Stuart Corner
Thursday, 19 August 2010 11:14
Business IT -
Networking
NBN Co this week issued the first draft of its product overview for its planned satellite service, which will be offered on its own satellites several years hence. Meanwhile, it says it now has government approval for its interim solution.
NBN Co CEO, Mike Quigley told iTWire yesterday after delivering the Telecommunications Society's Charles Todd Oration. "We have submitted proposals to the Government which they have considered and accepted and we are ploughing ahead with those. And you will see a series of proposals and tenders coming out from us."

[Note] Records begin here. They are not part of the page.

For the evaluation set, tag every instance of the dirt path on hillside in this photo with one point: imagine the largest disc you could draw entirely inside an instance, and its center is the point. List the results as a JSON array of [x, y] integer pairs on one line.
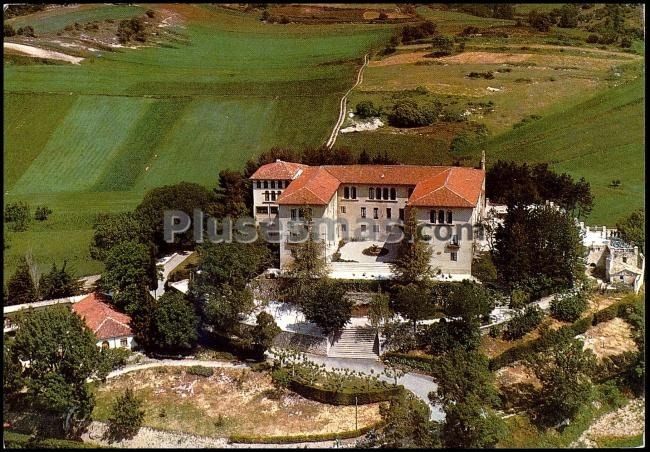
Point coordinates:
[[626, 421], [41, 53]]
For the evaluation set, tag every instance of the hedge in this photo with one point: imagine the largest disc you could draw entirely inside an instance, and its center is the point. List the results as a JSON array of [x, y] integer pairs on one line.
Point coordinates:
[[251, 439], [15, 440], [344, 396], [422, 363]]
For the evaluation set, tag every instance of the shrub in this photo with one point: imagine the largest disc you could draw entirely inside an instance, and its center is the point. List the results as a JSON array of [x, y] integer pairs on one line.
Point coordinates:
[[200, 371], [42, 212], [568, 309], [126, 417], [523, 322]]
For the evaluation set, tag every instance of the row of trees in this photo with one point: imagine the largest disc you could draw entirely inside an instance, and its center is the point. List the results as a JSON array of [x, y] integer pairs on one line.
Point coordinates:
[[536, 184]]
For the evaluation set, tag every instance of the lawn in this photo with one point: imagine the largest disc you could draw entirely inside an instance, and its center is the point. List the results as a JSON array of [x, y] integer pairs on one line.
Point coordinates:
[[88, 138], [231, 402]]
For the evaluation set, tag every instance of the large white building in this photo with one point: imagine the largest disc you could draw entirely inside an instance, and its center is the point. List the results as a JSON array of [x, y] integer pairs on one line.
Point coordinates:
[[368, 202]]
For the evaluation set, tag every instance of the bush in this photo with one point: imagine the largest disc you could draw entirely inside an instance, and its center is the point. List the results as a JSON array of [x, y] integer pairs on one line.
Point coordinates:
[[523, 322], [200, 371], [42, 212], [568, 309]]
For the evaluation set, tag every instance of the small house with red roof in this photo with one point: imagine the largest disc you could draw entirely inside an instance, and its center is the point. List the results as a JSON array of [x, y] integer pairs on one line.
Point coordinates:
[[111, 327], [372, 202]]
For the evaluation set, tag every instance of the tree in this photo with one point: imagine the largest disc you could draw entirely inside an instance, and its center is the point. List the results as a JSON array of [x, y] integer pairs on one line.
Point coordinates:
[[469, 424], [264, 332], [467, 394], [42, 212], [129, 266], [184, 196], [175, 324], [62, 354], [126, 416], [540, 21], [379, 312], [414, 302], [21, 288], [569, 308], [414, 255], [538, 249], [58, 283], [113, 229], [18, 214], [564, 371], [327, 306], [407, 424], [632, 229], [568, 16], [231, 194]]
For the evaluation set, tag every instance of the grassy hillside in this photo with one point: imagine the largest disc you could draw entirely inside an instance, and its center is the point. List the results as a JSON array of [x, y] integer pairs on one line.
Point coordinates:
[[601, 139], [94, 137]]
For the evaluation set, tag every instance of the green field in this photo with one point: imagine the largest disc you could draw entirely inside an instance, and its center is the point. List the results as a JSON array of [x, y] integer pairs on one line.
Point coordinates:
[[94, 137], [601, 139]]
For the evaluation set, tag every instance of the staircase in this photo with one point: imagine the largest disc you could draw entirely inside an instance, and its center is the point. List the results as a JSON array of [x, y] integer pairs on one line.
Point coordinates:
[[354, 342]]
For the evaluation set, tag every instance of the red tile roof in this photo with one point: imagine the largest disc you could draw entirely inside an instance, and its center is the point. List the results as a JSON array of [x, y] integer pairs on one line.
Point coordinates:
[[454, 187], [101, 318], [278, 170], [444, 186], [315, 186]]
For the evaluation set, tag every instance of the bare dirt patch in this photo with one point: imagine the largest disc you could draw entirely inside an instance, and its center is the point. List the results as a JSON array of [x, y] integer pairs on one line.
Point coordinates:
[[610, 338], [626, 421], [41, 53], [229, 402]]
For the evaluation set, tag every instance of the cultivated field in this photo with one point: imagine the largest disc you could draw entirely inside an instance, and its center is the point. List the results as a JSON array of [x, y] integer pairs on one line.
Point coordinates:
[[93, 137]]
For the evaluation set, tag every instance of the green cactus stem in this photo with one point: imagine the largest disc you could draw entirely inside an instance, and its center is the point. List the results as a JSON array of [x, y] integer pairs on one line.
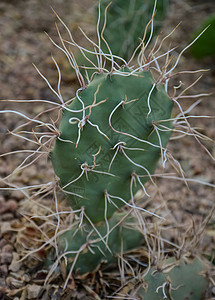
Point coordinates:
[[86, 247], [126, 22], [110, 140], [175, 280]]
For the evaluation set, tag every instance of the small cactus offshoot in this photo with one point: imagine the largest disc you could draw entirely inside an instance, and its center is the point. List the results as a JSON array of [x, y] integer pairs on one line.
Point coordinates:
[[175, 280]]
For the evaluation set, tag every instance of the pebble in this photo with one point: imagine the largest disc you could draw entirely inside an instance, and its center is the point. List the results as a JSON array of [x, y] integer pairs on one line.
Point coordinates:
[[15, 264], [8, 206], [33, 291], [3, 270], [6, 258]]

He added. "We know there are satellites up there with considerable capacity that can considerable improve the existing [Australian Broadband Guarantee scheme."
Earlier this year
iTWire reported on a draft NBN Co proposal to take over existing supply contracts between retail service providers delivering subsidised satellite services under the Australian Broadband Guarantee scheme and satellite operators - predominantly IPStar and to a lesser extent Optus.
There are about 90,000 customers served by satellite under the ABG programme. It is presently funded only until June 2012. The NBN Co proposals aimed to provide an acceptable satellite broadband service out to 2014. NBN Co's long term satellite service, will serve about 200,000 remote users.
In the long term NBN Co is planning to offer satellite based access services with initial bandwidths of up to 12Mbps downstream and 4Mbps upstream suitable for consumer and business end users along with specialist satellite based access services and IP multicast capability for streaming applications such as TV services, digital advertising, executive presentations to staff or training sessions.